Worker configuration file is read inside the container, and thus, Volumes and VolumeMounts are needed to make your configuration available for NFD. The preferred method is to use a ConfigMap which provides easy deployment and re-configurability. For example, create a config map using the example config as a template:

cp nfd-worker.conf.example nfd-worker.conf
vim nfd-worker.conf  # edit the configuration
kubectl create configmap nfd-worker-config --from-file=nfd-worker.conf

Then, configure Volumes and VolumeMounts in the Pod spec (just the relevant snippets shown below):

...
  containers:
      volumeMounts:
        - name: nfd-worker-config
          mountPath: "/etc/kubernetes/node-feature-discovery/"
...
  volumes:
    - name: nfd-worker-config
      configMap:
        name: nfd-worker-config
...

You could also use other types of volumes, of course. That is, hostPath if different config for different nodes would be required, for example.

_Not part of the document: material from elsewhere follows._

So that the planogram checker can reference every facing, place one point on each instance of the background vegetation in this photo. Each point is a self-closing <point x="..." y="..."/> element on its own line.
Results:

The (empty-by-default) example config is used as a config in the NFD Docker image. Thus, this can be used as a default configuration in custom-built images.

Configuration options can also be specified via the --options command line flag, in which case no mounts need to be used. The same format as in the config file must be used, i.e. JSON (or YAML). For example:

--options='{"sources": { "pci": { "deviceClassWhitelist": ["12"] } } }'

Configuration options specified from the command line will override those read from the config file.

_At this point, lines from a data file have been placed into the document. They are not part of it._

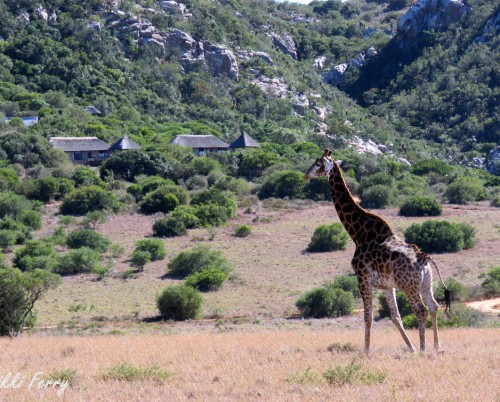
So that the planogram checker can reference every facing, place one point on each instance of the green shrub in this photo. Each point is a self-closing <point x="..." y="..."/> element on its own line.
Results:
<point x="461" y="316"/>
<point x="459" y="292"/>
<point x="169" y="227"/>
<point x="281" y="184"/>
<point x="349" y="283"/>
<point x="491" y="284"/>
<point x="36" y="254"/>
<point x="242" y="230"/>
<point x="377" y="196"/>
<point x="326" y="302"/>
<point x="86" y="199"/>
<point x="441" y="236"/>
<point x="404" y="306"/>
<point x="328" y="238"/>
<point x="140" y="258"/>
<point x="187" y="214"/>
<point x="155" y="247"/>
<point x="164" y="199"/>
<point x="197" y="259"/>
<point x="318" y="189"/>
<point x="18" y="294"/>
<point x="179" y="303"/>
<point x="210" y="279"/>
<point x="85" y="176"/>
<point x="465" y="189"/>
<point x="7" y="239"/>
<point x="78" y="261"/>
<point x="421" y="206"/>
<point x="87" y="238"/>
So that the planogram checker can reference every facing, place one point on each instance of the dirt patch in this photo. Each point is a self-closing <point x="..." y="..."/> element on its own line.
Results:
<point x="487" y="306"/>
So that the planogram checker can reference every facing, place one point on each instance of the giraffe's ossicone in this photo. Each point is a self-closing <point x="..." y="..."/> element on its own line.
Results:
<point x="382" y="260"/>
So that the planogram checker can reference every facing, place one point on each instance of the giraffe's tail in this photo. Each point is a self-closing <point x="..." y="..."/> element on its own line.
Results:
<point x="447" y="292"/>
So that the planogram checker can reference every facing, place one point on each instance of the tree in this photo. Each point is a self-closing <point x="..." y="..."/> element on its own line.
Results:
<point x="18" y="294"/>
<point x="127" y="165"/>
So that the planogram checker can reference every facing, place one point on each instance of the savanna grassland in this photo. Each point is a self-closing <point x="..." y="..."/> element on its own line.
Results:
<point x="271" y="268"/>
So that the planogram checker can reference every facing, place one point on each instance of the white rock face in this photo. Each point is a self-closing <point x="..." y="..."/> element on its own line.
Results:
<point x="428" y="15"/>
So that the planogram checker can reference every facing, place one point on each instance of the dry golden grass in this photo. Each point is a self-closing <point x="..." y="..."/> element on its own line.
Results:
<point x="262" y="365"/>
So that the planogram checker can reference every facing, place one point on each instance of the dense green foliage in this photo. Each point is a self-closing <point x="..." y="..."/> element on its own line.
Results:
<point x="79" y="238"/>
<point x="18" y="293"/>
<point x="197" y="259"/>
<point x="328" y="238"/>
<point x="421" y="206"/>
<point x="179" y="303"/>
<point x="87" y="199"/>
<point x="326" y="301"/>
<point x="441" y="236"/>
<point x="80" y="260"/>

Currently, the only available configuration options are related to the CPU, PCI and Kernel feature sources.

Using Node Labels

Nodes with specific features can be targeted using the nodeSelector field. The following example shows how to target nodes with Intel TurboBoost enabled.

apiVersion: v1
kind: Pod
metadata:
  labels:
    env: test
  name: golang-test
spec:
  containers:
    - image: golang
      name: go1
  nodeSelector:
    feature.node.kubernetes.io/cpu-pstate.turbo: 'true'

For more details on targeting nodes, see node selection.

Uninstallation

Operator Was Used for Deployment

If you followed the deployment instructions above you can simply do:

kubectl -n nfd delete NodeFeatureDiscovery my-nfd-deployment

Optionally, you can also remove the namespace:

kubectl delete ns nfd

See the node-feature-discovery-operator and OLM project documentation for instructions for uninstalling the operator and operator lifecycle manager, respectively.

Manual

NFD_NS=node-feature-discovery
kubectl -n $NFD_NS delete ds nfd-worker
kubectl -n $NFD_NS delete deploy nfd-master
kubectl -n $NFD_NS delete svc nfd-master
kubectl -n $NFD_NS delete sa nfd-master
kubectl delete clusterrole nfd-master
kubectl delete clusterrolebinding nfd-master

Removing Feature Labels

NFD-Master has a special --prune command line flag for removing all nfd-related node labels, annotations and extended resources from the cluster.

kubectl apply -f https://raw.githubusercontent.com/kubernetes-sigs/node-feature-discovery/master/nfd-prune.yaml.template
kubectl -n node-feature-discovery wait job.batch/nfd-prune --for=condition=complete && \
    kubectl -n node-feature-discovery delete job/nfd-prune

NOTE: You must run prune before removing the RBAC rules (serviceaccount, clusterrole and clusterrolebinding).